As police continue to hunt a fugitive in connection with the Brussels terror attacks, more eyewitness accounts have emerged.

Airport worker Alphonse Youla is reported to have been putting security wrapping around suitcases at the Belgian capital's Zaventem Airport when the two explosions struck.

Outside the airport, Mr Youla spoke to reporters with his uniform still marked with blood.

"I heard a man shout some Arabic words then an explosion ... then a second explosion, a massive explosion, much bigger," he said.

He managed to help two elderly people into a lift to safety but described the chaos in the terminal.

Mr Youla added: "It was a horror. I saw at least seven people dead. There was blood. People had lost legs. You could see their bodies but no legs."

Brazilian-born basketball player Sebastien Bellin, 37,was pictured lying on the airport floor. He was thrown 6ft into the air by the explosion and was injured when shrapnel entered his left leg and right hip.

Mr Bellin, a father of two who plays for the Belgian national team, has had surgery, his father, Jean Bellin, told CNN.

He said: "My son is doing well, considering. He went through his first operation today. Because he was left for about an hour on the floor in the airport in Brussels, he lost a lot of blood.

"So they stabilised him and now he is going to go through another operation.

"I spoke with him twice. He is obviously stunned. The first words out of his mouth were 'You wouldn't believe the carnage I saw around'."

The manhunt for the unidentified third suspect is believed to be Belgium's biggest police operation.

As the country entered the second of three days of national mourning, more shocking pictures of the impact of the attacks have also come to light.

A copy of an X-ray thought to be of an unnamed victim of the attack shows a 3in (7.6cm) bolt close to the patient's heart.
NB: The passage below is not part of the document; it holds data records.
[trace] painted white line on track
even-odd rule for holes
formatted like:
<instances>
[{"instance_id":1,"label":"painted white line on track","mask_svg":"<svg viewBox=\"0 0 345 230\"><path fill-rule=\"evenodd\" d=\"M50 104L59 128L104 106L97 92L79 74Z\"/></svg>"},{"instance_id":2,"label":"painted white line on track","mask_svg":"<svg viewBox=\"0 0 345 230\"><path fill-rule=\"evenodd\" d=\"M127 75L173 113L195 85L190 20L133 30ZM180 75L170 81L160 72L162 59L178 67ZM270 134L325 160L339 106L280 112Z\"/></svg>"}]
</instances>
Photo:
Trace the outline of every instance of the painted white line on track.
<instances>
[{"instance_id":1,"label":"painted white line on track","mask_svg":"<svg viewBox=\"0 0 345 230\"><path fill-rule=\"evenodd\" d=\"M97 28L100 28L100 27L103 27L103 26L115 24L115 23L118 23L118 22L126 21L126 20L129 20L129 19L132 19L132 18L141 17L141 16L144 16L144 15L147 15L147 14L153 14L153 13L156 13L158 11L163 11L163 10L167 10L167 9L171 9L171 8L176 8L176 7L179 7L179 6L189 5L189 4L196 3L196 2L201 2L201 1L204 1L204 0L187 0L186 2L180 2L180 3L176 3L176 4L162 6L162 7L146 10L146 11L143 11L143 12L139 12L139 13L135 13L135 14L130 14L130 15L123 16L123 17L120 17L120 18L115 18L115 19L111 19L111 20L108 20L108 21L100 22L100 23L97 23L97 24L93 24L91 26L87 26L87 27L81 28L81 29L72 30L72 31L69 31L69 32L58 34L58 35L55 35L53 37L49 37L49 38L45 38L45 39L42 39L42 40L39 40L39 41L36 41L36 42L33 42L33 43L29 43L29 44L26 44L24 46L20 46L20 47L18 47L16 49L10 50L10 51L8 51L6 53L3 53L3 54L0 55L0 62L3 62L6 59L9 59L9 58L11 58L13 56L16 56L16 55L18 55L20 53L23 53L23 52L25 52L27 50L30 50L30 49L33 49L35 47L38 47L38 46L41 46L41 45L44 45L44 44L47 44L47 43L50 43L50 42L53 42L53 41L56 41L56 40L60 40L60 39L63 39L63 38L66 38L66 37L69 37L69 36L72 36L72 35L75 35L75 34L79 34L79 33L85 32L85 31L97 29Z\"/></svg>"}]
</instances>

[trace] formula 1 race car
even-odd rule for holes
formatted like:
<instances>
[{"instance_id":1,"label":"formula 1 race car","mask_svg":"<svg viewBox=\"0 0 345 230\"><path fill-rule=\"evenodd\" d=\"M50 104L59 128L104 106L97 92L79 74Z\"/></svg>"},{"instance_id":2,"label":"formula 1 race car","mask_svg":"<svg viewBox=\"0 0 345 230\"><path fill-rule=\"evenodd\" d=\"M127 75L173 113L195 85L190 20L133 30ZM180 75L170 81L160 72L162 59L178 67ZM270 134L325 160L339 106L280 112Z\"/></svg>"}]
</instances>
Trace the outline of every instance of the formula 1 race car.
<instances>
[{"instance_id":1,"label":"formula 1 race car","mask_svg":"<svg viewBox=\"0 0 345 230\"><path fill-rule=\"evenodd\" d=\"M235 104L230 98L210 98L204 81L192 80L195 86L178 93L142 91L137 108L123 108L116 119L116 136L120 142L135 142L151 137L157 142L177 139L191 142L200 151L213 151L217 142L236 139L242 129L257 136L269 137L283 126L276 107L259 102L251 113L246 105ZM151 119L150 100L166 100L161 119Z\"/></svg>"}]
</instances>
The photograph is believed to have come from the Military Hospital in Neder-over-Heembeek in the northern part of the Belgian capital.
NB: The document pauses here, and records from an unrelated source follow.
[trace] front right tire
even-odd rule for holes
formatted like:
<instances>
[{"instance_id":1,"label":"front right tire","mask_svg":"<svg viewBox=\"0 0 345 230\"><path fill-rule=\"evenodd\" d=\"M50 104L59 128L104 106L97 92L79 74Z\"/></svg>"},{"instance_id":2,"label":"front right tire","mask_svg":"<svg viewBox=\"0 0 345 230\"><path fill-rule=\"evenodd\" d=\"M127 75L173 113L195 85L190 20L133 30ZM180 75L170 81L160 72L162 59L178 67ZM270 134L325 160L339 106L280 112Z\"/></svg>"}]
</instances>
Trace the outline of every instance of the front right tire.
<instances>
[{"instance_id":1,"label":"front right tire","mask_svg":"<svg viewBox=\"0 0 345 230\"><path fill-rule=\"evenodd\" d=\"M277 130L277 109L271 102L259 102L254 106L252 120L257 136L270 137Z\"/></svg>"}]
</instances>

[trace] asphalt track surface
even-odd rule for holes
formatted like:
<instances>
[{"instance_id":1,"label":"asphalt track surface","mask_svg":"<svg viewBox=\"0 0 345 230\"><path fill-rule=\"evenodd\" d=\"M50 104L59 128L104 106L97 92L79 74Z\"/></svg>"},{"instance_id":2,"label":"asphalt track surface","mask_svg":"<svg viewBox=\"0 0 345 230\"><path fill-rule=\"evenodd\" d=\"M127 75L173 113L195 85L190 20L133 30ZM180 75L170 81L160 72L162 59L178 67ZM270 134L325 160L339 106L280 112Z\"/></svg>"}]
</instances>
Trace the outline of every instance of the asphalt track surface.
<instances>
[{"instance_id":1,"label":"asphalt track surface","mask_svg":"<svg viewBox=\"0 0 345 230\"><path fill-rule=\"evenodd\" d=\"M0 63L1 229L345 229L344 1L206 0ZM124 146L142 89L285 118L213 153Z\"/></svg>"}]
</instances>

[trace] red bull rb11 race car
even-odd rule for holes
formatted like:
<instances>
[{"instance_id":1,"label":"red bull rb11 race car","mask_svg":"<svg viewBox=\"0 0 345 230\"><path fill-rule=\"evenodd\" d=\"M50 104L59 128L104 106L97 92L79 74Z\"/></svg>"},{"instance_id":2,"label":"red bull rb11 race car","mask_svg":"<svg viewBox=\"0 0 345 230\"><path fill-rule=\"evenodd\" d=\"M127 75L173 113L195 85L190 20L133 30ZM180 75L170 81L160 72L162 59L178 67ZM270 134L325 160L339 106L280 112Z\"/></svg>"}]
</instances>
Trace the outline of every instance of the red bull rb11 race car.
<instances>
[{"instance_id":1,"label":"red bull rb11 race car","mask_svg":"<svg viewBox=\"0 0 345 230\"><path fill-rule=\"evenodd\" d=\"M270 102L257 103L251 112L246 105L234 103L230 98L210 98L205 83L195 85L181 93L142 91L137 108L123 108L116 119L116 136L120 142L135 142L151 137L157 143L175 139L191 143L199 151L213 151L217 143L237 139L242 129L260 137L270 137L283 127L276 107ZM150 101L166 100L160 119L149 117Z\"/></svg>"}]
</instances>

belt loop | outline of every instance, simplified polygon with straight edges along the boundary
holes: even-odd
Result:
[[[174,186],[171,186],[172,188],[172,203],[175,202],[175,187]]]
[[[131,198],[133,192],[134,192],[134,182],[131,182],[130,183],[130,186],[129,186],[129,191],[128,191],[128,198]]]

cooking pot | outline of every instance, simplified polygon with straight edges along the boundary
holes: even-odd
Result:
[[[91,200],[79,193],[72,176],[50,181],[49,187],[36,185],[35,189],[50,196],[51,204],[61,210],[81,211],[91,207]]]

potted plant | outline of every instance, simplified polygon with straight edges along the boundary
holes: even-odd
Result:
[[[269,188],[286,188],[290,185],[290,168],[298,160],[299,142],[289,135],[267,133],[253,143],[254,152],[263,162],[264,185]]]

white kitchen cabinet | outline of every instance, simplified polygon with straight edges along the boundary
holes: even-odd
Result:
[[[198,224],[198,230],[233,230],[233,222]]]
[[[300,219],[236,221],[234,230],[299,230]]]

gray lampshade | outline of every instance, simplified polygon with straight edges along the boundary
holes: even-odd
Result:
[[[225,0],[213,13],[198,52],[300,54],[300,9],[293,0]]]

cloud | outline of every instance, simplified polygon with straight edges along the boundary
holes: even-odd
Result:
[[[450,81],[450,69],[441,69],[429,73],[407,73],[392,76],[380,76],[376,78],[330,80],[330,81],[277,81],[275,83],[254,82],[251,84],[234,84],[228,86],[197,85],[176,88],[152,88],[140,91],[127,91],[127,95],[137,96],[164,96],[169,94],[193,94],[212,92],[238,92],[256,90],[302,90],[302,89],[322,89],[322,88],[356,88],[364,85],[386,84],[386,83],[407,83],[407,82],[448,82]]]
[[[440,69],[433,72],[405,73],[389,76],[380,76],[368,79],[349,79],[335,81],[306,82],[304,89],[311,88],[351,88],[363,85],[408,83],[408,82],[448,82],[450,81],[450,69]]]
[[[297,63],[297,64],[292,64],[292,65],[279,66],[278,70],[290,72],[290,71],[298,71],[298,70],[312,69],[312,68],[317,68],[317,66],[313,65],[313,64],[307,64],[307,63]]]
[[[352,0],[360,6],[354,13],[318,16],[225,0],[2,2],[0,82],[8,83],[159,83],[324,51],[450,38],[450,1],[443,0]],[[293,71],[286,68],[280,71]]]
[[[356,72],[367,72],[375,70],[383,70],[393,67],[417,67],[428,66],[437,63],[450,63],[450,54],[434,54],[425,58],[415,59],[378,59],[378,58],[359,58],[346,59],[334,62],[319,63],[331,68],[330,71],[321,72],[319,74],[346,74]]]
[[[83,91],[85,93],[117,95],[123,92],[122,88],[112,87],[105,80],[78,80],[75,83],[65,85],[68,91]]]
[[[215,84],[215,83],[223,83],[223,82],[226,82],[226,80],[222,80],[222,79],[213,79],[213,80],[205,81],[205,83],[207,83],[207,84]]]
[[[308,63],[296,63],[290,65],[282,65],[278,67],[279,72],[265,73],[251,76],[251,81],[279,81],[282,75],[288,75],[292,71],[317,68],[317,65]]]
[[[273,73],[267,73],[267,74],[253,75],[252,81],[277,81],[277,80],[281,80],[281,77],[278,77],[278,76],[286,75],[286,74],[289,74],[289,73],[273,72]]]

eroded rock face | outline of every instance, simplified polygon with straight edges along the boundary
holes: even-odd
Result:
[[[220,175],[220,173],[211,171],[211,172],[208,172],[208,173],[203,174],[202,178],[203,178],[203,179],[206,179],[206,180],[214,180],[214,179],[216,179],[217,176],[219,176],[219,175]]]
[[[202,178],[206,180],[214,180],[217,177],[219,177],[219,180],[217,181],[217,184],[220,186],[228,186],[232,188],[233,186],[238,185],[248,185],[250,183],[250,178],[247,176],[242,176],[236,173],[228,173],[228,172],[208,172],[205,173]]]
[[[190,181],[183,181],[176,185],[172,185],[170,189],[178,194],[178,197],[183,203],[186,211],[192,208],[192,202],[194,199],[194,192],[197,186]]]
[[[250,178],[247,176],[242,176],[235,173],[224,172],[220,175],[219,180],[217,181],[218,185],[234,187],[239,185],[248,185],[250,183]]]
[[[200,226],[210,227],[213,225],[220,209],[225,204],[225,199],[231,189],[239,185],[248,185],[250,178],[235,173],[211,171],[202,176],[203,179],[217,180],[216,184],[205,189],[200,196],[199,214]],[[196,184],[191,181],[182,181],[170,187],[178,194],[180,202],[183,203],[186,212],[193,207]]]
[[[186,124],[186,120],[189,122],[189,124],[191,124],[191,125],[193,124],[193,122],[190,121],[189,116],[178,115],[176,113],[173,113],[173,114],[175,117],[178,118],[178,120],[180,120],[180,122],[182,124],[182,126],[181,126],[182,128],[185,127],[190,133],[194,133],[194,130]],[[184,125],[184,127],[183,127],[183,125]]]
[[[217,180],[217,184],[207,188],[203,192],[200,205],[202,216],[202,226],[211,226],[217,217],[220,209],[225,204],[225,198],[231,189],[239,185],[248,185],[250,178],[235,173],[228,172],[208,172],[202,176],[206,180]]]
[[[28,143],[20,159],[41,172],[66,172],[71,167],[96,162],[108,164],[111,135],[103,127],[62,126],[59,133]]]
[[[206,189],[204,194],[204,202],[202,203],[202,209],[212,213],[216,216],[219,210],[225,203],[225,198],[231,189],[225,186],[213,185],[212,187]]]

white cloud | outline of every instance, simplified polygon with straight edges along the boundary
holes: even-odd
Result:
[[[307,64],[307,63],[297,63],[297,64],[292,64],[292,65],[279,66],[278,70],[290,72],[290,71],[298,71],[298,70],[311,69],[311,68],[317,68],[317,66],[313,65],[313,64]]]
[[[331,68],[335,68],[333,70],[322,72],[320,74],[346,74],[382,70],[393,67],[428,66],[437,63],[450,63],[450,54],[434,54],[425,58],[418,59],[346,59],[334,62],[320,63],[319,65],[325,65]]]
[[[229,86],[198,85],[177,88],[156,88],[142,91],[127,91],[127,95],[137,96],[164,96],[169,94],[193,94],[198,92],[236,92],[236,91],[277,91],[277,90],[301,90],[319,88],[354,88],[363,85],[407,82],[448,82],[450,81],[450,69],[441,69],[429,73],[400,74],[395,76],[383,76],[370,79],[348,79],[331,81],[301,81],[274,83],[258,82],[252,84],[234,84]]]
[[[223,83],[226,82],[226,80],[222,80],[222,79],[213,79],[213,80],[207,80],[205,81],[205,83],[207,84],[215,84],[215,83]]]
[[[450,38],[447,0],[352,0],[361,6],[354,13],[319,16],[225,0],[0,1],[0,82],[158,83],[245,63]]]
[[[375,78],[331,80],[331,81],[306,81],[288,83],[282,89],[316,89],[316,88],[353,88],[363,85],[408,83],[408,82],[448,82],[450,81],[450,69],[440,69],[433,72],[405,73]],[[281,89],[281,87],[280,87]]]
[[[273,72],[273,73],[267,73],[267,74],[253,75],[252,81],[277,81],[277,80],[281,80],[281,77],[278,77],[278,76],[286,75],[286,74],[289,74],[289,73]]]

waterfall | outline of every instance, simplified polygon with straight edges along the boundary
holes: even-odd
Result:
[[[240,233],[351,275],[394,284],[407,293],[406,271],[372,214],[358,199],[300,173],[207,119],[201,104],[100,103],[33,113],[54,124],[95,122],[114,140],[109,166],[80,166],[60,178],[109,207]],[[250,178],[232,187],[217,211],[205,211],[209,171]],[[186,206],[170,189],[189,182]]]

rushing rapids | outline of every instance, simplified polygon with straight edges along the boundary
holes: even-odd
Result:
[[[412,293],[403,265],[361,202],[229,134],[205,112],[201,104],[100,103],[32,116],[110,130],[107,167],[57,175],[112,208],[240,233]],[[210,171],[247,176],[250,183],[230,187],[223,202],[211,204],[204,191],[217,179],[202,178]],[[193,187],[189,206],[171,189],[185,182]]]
One of the photographs which symbolised the chaos of Tuesday's attacks showed a woman sitting on airport seats, covered in dust and blood, with her distinctive yellow uniform shredded.

It was taken by journalist Ketevan Kardava, a special correspondent for the Georgian Public Broadcaster, who is based in Brussels.

India-based Jet Airways confirmed that the woman was one of its staff members.